Monday, May 5, 2008

Communication with Ourselves and Others

Do we attract people into our lives by how we communicate to ourselves and to others?

I think the answer is a resounding "Yes." I believe we send "signals" to others unintentionally that tell people how we treat us. I believe our self-worth - or how much value we place in ourselves - is a direct measure of how much we esteem ourselves.

I modified the original post in blue below.

Some of the ways we communicate to others is based upon how we feel about ourselves. And this feeling emanates from how we think - or said differently, how we talk to ourselves. This thinking directs our feelings which directs our actions. Our actions are visible, --> which are congruent with our feelings --> which are congruent with our thoughts.

This "chain reaction" is perhaps the most powerful thing we can learn about how we "invite" others to treat us. And it starts with how we are treating ourselves (talking to ourselves and valuing ourselves).

For example, I have a concern about something that might happen or might not. I start to think about this concern. Thinking about this concern turns to worry. The worry creates fear, which might immobilize from taking action that will prevent it from occurring, and sure enough, it occurs. This is true for me today. I have been putting off something that I know needs to be done. But I cannot tell if it is fear that is holding me back, or if it is a signal not to do it, and that everything will work out if I leave it alone. This is hard for me today - for I want peace. And the thing I have to do, is not a peaceful thing.

We are sending out signals to the universe and people pick up on these signals.

I read that we can eliminate or reduce these affects by going to the source - the thinking and reprogram what we tend to think about "most of the time." Another way is to stop negative and destructive thinking when it occurs by thinking about something else.

And another way is to start doing - (the action part of this) - the things we should or could be doing and reverse the chain reaction. This falls into the category of "fake it 'til you make it."

Last, it helps to have a sponsor and friends in Al-Anon to call when your thinking starts getting out of control.
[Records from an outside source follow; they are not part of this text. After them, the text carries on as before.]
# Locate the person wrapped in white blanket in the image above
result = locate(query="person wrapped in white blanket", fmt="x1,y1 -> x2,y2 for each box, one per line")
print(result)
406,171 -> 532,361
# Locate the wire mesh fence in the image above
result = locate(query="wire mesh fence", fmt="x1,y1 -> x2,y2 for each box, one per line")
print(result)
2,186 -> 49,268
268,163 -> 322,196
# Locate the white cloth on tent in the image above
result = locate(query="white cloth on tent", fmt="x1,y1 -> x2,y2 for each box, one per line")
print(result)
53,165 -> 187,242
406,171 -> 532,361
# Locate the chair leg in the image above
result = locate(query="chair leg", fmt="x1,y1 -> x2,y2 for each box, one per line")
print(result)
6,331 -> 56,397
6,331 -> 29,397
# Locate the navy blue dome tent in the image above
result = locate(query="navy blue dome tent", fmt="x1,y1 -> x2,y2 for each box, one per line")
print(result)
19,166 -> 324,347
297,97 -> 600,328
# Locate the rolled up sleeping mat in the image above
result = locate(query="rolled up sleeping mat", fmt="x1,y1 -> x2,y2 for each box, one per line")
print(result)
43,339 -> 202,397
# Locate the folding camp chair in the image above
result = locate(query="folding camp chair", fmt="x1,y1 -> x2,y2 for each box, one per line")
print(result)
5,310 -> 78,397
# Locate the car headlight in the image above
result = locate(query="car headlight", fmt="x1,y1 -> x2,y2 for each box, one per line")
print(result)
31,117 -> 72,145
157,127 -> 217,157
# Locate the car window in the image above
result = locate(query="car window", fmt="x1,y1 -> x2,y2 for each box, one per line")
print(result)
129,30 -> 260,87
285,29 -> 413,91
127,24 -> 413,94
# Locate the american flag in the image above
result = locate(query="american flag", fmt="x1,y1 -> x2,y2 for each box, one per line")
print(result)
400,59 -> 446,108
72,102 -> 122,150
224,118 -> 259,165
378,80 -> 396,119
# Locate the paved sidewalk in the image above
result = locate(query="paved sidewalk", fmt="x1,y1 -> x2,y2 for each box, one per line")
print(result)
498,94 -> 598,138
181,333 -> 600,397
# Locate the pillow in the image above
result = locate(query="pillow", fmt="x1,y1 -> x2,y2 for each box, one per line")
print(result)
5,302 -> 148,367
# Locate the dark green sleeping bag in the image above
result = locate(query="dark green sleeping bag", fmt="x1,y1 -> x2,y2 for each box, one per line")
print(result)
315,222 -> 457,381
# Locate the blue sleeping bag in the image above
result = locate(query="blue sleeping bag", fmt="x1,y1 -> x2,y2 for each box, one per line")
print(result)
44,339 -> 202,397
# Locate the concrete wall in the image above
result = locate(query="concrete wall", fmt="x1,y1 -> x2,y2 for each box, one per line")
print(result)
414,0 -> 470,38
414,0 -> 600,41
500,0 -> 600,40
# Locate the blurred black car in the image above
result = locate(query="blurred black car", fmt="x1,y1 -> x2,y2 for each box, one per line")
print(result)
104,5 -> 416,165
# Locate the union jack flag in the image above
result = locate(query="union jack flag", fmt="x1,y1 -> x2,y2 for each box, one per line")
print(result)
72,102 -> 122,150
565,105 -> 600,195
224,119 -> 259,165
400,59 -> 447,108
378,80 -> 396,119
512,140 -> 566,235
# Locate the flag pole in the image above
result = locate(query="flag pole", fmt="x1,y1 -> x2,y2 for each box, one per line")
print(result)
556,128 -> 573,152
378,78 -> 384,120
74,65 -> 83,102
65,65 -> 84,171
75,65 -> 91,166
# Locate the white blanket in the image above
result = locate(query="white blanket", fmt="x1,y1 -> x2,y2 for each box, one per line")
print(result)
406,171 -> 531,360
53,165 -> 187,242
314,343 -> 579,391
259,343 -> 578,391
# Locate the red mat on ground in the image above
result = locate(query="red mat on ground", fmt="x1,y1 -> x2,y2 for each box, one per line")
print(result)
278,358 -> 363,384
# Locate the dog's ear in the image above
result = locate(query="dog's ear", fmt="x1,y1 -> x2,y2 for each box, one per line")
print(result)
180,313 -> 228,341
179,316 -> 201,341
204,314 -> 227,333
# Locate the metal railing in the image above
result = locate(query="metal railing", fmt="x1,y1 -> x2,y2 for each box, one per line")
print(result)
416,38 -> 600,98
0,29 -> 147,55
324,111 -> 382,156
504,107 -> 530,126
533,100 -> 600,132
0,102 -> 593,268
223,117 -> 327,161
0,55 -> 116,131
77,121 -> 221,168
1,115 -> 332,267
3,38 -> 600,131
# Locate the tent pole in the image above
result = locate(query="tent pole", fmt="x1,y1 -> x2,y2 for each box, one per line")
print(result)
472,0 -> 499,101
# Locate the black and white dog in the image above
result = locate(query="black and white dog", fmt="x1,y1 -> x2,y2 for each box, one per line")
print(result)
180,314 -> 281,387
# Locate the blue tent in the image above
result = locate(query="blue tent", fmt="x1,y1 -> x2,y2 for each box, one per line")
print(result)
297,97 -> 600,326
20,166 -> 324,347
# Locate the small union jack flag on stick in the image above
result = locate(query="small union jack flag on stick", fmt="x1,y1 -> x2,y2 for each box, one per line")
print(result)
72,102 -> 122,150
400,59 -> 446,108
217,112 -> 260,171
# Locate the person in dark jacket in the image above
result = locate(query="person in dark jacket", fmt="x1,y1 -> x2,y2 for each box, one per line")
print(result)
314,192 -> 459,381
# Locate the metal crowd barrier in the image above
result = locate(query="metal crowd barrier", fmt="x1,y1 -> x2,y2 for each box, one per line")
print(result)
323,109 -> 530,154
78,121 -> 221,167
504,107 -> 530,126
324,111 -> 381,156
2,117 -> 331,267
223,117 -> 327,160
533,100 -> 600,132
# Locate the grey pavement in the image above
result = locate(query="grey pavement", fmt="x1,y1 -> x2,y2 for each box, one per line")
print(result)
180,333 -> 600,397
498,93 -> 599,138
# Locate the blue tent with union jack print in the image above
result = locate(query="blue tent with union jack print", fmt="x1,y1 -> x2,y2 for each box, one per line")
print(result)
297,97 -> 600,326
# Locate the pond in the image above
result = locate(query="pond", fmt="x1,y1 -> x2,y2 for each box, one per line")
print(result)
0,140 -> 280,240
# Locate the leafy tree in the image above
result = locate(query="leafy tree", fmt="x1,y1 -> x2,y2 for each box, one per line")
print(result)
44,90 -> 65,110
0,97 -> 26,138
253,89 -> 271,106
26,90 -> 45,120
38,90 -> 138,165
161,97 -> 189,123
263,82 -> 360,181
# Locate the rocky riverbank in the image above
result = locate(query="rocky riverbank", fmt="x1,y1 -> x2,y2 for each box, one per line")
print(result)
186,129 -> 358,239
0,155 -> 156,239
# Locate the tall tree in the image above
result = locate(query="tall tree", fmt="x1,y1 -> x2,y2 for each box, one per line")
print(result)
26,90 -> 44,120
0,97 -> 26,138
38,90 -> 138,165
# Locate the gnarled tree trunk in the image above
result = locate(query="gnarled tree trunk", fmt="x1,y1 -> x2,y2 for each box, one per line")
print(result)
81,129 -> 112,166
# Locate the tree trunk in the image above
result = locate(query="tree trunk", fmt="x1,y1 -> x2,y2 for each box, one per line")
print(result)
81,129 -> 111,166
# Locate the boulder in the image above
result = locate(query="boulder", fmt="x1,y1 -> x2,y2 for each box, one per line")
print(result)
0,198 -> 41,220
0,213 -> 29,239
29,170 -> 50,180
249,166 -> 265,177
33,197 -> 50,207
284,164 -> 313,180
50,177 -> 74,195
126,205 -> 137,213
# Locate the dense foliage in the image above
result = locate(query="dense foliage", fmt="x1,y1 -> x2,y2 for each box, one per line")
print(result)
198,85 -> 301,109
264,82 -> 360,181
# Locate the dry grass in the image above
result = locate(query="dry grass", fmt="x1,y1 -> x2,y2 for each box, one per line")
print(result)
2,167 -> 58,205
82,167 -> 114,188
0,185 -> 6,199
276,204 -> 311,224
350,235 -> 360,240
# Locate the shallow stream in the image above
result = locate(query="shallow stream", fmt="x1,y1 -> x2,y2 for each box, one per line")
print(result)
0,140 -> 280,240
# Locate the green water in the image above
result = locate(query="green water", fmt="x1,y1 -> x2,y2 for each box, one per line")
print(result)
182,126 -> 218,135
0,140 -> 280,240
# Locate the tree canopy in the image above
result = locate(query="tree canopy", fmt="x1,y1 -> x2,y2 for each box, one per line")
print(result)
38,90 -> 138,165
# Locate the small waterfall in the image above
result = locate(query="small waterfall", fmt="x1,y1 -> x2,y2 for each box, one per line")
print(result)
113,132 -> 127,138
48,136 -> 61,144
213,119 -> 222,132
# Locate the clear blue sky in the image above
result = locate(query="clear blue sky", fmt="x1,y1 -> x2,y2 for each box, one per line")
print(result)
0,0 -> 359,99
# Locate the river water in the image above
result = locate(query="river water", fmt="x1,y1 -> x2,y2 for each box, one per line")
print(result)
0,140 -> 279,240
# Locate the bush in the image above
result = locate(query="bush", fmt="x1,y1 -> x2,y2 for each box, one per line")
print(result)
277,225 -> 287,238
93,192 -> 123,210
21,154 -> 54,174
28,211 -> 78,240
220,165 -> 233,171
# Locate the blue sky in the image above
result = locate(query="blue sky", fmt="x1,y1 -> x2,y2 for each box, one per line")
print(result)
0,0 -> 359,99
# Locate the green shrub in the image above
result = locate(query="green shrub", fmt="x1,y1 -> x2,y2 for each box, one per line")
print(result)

I hope this message helps this Monday.

PS - I did not call my sponsor. I did calla couple of friends - none of which were there. I went to an Al-Anon meeting at noon, and voila, there was my sponsor. It was good to hear folks share today. It was needed.


Syd said...

I communicate better in writing but have found that in recovery, I'm doing much better with people. I used to be much more reticent and now find that talking and enjoying the company of other people is interesting. I could always fake it but now it's a real feeling.

ThisJane said...

thank you so much for posting this, I'm new to naranon and have gone through a lot these past two years...I have alot of rebuilding and changing to do, esp in my thoughts.

Thanks again!

Catherine said...

For me I found that "faking" some of this was actually helpful because it elicited the response from people and sort of bolstered me. But I never tried it with self esteem issues. I have an idea of one self-cutting behavior that I might try to eliminate in conversation and see how that goes. Thanks for this.

In the meantime I want to share about something else. In a meeting last week I was approached after by someone who I didn't want to talk to because of their appearance (I can't believe I'm writing this, but appearance in this case includes other than what the eye perceives). Anyway, they commented on my share with what I felt were criticisms. I got some "you shoulds" and some "you need to's" and then some unrelated and sort of creepy additional stuff.

Instead of setting an appropriate boundary with this person, I kind of changed the subject and slipped out of the room. I don't really want to go back tonight, however...

It is my qualifier's birthday and I already decided to do something for myself tonight. I will be going to the meeting. {sigh.}

Rob said...

Hope this rambling isn't too off-topic. Talking about "you shoulds" Catherine, I heard a rebel mental health guy speak one time about thoughts versus feelings, and how people percieve their feelings being caused by events or people, rather than the reality of our feelings being caused by our own cognitive interpretation of the events and what they mean.

Anyway, his slogan, for us people pleasers, was "Should-hoods are for sh*t heads", meaning do what makes sense for you, rather than what you think you "should" do.


Joe said...

Catherine - I agree with Rob.

There are "you should" people everywhere. Don't let one person deter you. I had one of those people, that I ran across,too.

Most (99%) of the people there at Al-Anon are wise and will not "you should" you, because they know they've been there where you are .... and that there are no easy answers, only the tools of the program (which are simple and effective)


Catherine said...

Hah -- awesome!

Rob, I don't know if my new buddy is a shith*ad, (I will refrain from a mean joke here) but he has some very disturbing views. Tonight was good; it's good to be reminded how crazy some people are, how their messy stuff can spring from nowhere, and how the craziness has nothing to do with me. [Click here to file an order of protection against John Doe.]

I'm glad I didn't miss tonight cos there was a newcomer who was brave enough to share and really brought down the house (in a slight head-nod, no cross-talk kind of way.)